Stress assessment and control measures for deformed tunnel-crossing pipeline section

Objective It is common for long-distance oil and gas pipelines to traverse mountain tunnels. The sections of pipelines passing through tunnels are susceptible to significant deformation due to internal pressure and temperature effects during the transmission process, especially when the constraints or compensatory mechanisms for the pipelines within the tunnels are inadequate. This tendency for deformation underscores the importance of conducting stress assessments on deformed pipeline sections crossing tunnels.

Methods The study's proposed strategy begins with stress calculations for deformed tunnel-crossing pipeline sections using three approaches: theoretical calculations, ultrasonic stress detection, and finite element analysis. Subsequently, the process involves dynamically monitoring stress changes in these deformed pipelines at high frequencies, employing monitoring points strategically positioned based on calculation outcomes. The dynamic monitoring data is then utilized to develop control measures entailing the staged release of pipeline stress. Additionally, the pre-control pipeline stress calculation results and stress variations during the control process (i.e., pipeline stress monitoring data) are combined to determine the post-control calculated pipeline stress. These calculation outcomes serve as the foundation for assessing the pipeline's safety margin.

Results The methodology was applied to the deformed pipeline section crossing a tunnel at PipeChina West-East Gas Pipeline Co. Ltd. The stress assessment revealed high stress levels in the deformed pipeline section, showing stress concentration at the tunnel entrance and exit.
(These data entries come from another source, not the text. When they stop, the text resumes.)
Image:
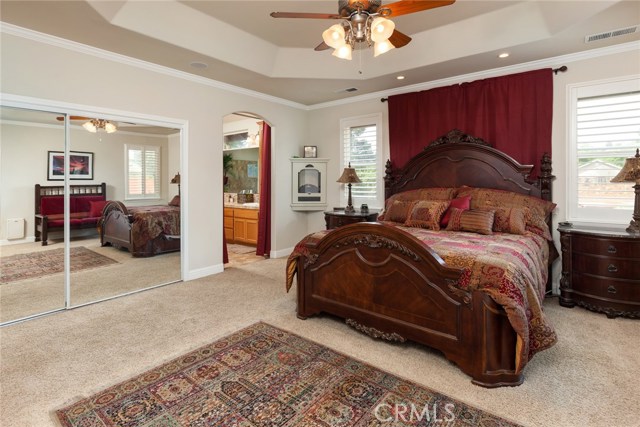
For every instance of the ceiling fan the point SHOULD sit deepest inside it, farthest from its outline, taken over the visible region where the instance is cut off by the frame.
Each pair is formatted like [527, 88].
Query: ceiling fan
[365, 21]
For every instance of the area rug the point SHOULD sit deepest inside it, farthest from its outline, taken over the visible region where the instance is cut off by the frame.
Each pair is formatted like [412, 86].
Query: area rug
[43, 263]
[266, 377]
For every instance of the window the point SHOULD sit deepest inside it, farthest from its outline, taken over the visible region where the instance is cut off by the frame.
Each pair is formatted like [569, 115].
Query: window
[142, 172]
[604, 131]
[361, 147]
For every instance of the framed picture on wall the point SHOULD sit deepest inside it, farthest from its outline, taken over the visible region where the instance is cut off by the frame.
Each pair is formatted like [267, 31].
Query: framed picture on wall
[310, 151]
[80, 165]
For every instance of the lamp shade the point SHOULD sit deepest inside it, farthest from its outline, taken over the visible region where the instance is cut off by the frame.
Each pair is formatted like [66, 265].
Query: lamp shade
[349, 176]
[630, 172]
[334, 36]
[381, 29]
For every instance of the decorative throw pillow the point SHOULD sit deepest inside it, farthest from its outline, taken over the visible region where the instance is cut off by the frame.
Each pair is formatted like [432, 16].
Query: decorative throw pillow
[398, 211]
[510, 220]
[96, 207]
[427, 214]
[475, 221]
[463, 203]
[435, 193]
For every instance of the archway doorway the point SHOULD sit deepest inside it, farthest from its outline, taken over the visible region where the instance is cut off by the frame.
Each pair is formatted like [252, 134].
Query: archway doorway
[246, 188]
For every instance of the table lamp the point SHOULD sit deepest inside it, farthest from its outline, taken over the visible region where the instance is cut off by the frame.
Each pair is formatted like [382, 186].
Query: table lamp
[631, 173]
[349, 177]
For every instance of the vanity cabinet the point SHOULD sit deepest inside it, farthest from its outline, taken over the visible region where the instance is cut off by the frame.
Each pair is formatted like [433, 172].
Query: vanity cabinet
[241, 225]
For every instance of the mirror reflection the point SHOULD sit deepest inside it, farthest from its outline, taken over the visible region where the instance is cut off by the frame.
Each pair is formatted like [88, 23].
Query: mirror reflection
[118, 172]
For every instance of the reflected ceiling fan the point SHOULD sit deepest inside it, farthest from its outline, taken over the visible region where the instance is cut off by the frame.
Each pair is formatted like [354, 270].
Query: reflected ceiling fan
[365, 21]
[93, 125]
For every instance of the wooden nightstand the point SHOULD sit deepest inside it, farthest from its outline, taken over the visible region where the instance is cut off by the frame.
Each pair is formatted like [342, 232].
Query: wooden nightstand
[335, 219]
[600, 270]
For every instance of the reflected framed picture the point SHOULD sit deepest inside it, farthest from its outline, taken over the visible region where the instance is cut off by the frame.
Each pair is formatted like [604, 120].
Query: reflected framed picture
[310, 151]
[80, 165]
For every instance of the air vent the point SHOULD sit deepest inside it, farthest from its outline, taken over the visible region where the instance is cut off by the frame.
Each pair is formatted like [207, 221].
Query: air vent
[609, 34]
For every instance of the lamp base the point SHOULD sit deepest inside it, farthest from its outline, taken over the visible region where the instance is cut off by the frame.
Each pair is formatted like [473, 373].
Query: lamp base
[634, 227]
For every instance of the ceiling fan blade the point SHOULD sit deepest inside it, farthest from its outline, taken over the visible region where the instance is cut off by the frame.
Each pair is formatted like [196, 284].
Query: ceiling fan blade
[305, 15]
[60, 119]
[399, 39]
[405, 7]
[322, 46]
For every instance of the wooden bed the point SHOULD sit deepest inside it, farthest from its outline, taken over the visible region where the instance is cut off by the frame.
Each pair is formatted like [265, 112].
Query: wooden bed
[144, 231]
[389, 285]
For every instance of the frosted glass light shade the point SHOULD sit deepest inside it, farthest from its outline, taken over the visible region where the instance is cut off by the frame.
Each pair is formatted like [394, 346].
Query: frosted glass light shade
[334, 36]
[343, 52]
[90, 127]
[381, 29]
[381, 47]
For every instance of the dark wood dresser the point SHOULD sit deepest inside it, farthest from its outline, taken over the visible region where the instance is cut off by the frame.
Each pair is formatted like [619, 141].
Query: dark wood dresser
[335, 219]
[600, 270]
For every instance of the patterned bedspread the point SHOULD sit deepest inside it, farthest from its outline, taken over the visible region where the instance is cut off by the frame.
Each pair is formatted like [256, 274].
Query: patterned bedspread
[150, 222]
[511, 268]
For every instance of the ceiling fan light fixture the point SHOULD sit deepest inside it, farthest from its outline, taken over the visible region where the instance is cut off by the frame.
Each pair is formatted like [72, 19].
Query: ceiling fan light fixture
[334, 36]
[343, 52]
[381, 29]
[110, 127]
[382, 47]
[90, 126]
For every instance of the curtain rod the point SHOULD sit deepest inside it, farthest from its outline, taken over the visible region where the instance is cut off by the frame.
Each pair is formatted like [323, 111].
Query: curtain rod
[555, 71]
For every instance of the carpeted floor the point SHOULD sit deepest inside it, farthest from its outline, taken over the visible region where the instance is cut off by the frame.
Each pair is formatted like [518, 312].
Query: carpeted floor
[44, 263]
[587, 379]
[265, 376]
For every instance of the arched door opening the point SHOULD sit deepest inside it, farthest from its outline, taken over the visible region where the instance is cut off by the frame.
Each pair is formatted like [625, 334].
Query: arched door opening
[247, 188]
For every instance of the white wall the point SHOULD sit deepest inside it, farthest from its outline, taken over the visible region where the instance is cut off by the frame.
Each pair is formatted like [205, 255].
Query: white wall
[24, 163]
[94, 83]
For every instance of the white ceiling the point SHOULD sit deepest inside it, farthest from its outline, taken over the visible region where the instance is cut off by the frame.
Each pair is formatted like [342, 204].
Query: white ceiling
[245, 47]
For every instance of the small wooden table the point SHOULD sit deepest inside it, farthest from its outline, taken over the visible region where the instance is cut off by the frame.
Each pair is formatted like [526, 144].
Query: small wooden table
[335, 219]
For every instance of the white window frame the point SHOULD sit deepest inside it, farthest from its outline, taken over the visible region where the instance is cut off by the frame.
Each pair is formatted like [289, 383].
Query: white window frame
[155, 196]
[575, 92]
[369, 119]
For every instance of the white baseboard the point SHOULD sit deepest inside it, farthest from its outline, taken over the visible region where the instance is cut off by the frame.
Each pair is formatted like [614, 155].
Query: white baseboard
[5, 242]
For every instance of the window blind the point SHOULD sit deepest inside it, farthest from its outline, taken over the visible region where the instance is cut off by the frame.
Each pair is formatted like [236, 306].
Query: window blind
[143, 172]
[608, 131]
[360, 149]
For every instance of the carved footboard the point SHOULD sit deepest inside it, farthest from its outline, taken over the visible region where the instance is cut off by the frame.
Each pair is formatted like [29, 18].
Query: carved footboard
[389, 285]
[115, 225]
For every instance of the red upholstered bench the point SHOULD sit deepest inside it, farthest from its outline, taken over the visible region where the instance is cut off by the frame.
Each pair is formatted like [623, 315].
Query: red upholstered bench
[85, 207]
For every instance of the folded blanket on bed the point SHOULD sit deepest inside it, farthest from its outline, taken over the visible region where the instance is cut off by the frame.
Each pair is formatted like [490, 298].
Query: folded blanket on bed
[511, 268]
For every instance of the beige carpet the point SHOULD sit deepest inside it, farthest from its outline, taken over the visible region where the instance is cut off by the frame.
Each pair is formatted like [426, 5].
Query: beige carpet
[588, 379]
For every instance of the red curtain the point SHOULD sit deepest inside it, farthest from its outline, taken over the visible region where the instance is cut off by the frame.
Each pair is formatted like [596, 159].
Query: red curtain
[513, 113]
[264, 214]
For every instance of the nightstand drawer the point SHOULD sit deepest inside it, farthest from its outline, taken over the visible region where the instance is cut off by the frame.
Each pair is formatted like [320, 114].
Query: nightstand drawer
[622, 290]
[619, 268]
[607, 247]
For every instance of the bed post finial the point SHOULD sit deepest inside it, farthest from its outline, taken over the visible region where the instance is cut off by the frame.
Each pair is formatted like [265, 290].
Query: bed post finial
[545, 177]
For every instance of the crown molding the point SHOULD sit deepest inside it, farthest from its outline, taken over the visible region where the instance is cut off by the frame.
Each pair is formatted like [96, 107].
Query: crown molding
[36, 36]
[495, 72]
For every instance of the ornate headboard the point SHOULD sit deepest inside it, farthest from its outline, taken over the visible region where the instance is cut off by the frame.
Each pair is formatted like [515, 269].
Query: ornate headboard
[458, 159]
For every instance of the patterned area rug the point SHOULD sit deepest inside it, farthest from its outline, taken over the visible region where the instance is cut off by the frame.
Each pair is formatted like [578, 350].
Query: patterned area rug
[265, 377]
[44, 263]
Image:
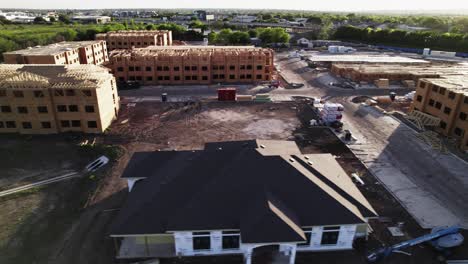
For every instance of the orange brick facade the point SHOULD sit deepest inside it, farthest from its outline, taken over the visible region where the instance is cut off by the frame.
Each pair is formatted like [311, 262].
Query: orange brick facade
[446, 102]
[136, 38]
[193, 65]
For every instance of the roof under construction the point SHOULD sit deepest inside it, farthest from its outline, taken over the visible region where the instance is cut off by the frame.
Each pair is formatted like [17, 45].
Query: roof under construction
[240, 185]
[354, 58]
[437, 69]
[178, 51]
[54, 49]
[129, 33]
[52, 76]
[456, 84]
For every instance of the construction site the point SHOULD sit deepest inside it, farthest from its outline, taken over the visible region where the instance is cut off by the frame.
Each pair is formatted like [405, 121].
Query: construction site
[67, 52]
[135, 38]
[44, 99]
[192, 64]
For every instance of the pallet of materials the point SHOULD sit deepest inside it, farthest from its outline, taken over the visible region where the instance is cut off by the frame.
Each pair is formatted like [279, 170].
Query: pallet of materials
[262, 98]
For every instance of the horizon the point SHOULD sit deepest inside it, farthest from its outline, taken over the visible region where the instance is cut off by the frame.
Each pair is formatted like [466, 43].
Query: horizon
[364, 6]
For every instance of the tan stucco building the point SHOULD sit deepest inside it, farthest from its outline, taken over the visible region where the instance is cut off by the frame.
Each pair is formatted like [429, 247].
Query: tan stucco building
[447, 99]
[45, 99]
[68, 52]
[126, 39]
[192, 64]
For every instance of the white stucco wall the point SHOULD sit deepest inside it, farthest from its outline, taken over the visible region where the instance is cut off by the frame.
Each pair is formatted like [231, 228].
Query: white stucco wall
[184, 244]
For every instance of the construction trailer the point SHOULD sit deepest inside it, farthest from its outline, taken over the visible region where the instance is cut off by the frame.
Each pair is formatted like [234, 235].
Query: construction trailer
[126, 39]
[47, 99]
[67, 52]
[447, 99]
[192, 65]
[395, 72]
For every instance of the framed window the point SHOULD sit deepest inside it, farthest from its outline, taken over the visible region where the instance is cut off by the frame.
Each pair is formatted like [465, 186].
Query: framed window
[64, 123]
[58, 92]
[61, 108]
[18, 93]
[46, 125]
[26, 125]
[22, 109]
[10, 124]
[201, 241]
[330, 235]
[451, 95]
[38, 94]
[308, 234]
[70, 92]
[42, 109]
[443, 125]
[92, 124]
[5, 109]
[76, 123]
[462, 116]
[458, 131]
[447, 110]
[87, 93]
[231, 240]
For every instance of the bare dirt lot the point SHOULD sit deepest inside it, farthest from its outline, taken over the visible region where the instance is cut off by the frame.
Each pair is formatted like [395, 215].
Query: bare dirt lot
[68, 222]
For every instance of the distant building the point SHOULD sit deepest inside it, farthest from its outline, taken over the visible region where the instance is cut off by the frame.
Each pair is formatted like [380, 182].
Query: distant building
[447, 99]
[47, 99]
[244, 19]
[193, 64]
[67, 52]
[247, 196]
[126, 39]
[92, 19]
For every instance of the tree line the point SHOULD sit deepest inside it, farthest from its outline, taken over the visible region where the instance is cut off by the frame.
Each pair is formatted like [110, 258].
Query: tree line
[419, 39]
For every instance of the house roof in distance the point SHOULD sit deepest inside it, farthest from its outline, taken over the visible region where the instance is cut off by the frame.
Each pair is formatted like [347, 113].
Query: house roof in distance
[253, 186]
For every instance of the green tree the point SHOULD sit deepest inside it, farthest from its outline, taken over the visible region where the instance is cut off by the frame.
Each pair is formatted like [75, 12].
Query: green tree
[64, 19]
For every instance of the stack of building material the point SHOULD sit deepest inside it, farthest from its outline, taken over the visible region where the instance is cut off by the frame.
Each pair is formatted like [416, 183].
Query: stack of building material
[244, 97]
[331, 112]
[227, 94]
[409, 83]
[262, 98]
[382, 83]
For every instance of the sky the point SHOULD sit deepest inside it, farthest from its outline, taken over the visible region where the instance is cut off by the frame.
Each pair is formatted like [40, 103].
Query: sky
[318, 5]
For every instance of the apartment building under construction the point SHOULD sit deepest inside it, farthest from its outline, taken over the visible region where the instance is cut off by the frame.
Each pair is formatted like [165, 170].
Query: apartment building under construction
[447, 99]
[67, 52]
[45, 99]
[126, 39]
[193, 64]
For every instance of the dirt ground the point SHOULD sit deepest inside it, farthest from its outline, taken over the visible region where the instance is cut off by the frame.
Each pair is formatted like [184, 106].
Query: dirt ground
[68, 222]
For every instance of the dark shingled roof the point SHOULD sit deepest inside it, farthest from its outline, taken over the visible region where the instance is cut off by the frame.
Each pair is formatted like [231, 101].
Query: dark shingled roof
[230, 185]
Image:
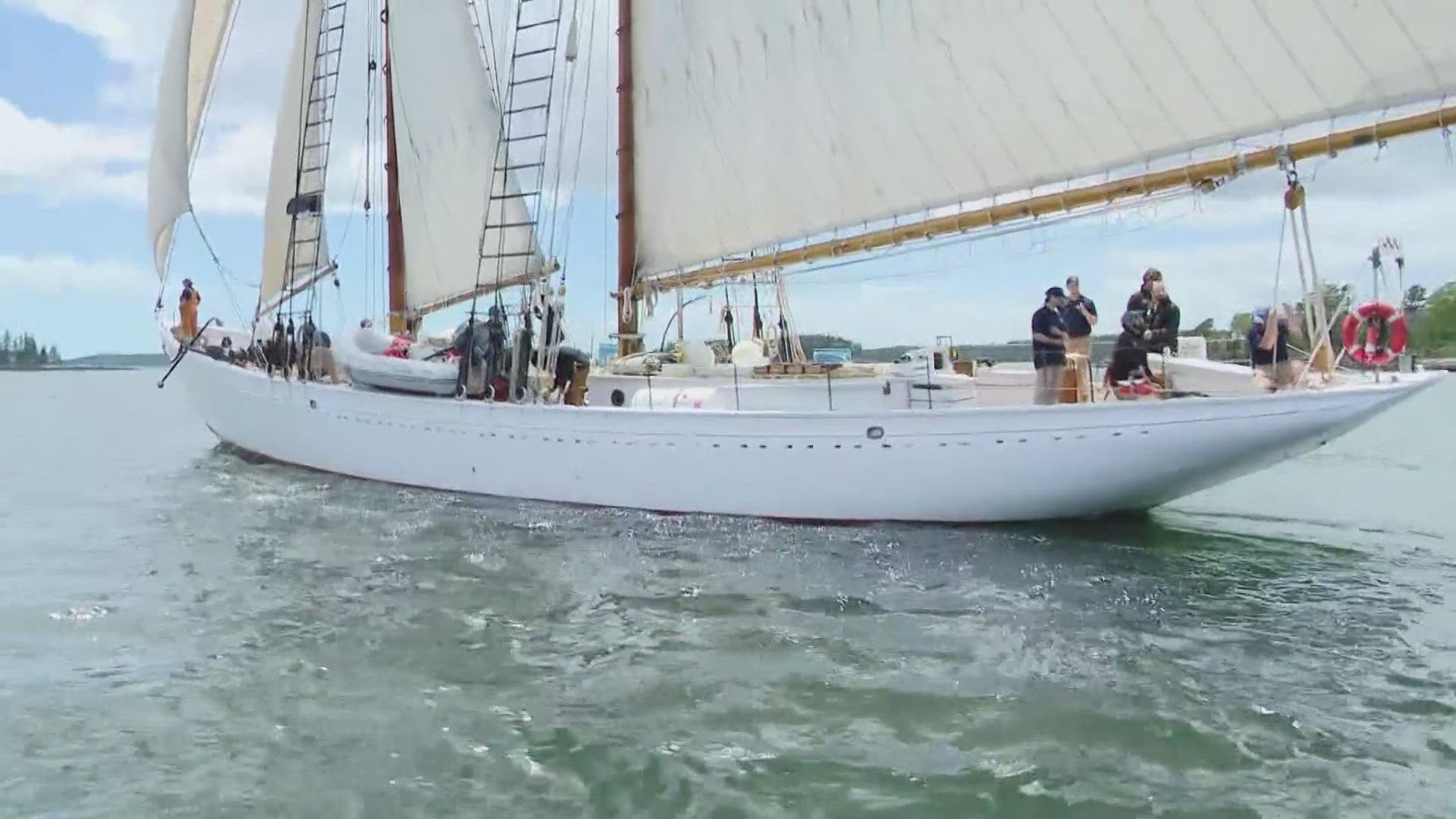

Under the design conditions with an operating pressure of 12 MPa and an operating temperature of 40 ℃, the equivalent stress in pipeline welds at the tunnel exit exceeded 93.87% of the yield stress, falling short of the safety limit of 0.9 times the yield stress for equivalent stress levels in pipelines. Following non-hot work treatment, the safety margin for equivalent stress at the tunnel entrance increased from 68.50 MPa to 181.14 MPa, while at the tunnel exit, it rose from 47.50 MPa to 183.66 MPa, showcasing a significant stress relief effect.

Conclusion The research findings are valuable for establishing design and monitoring schemes for the tunnel-crossing sections of long-distance oil and gas pipelines.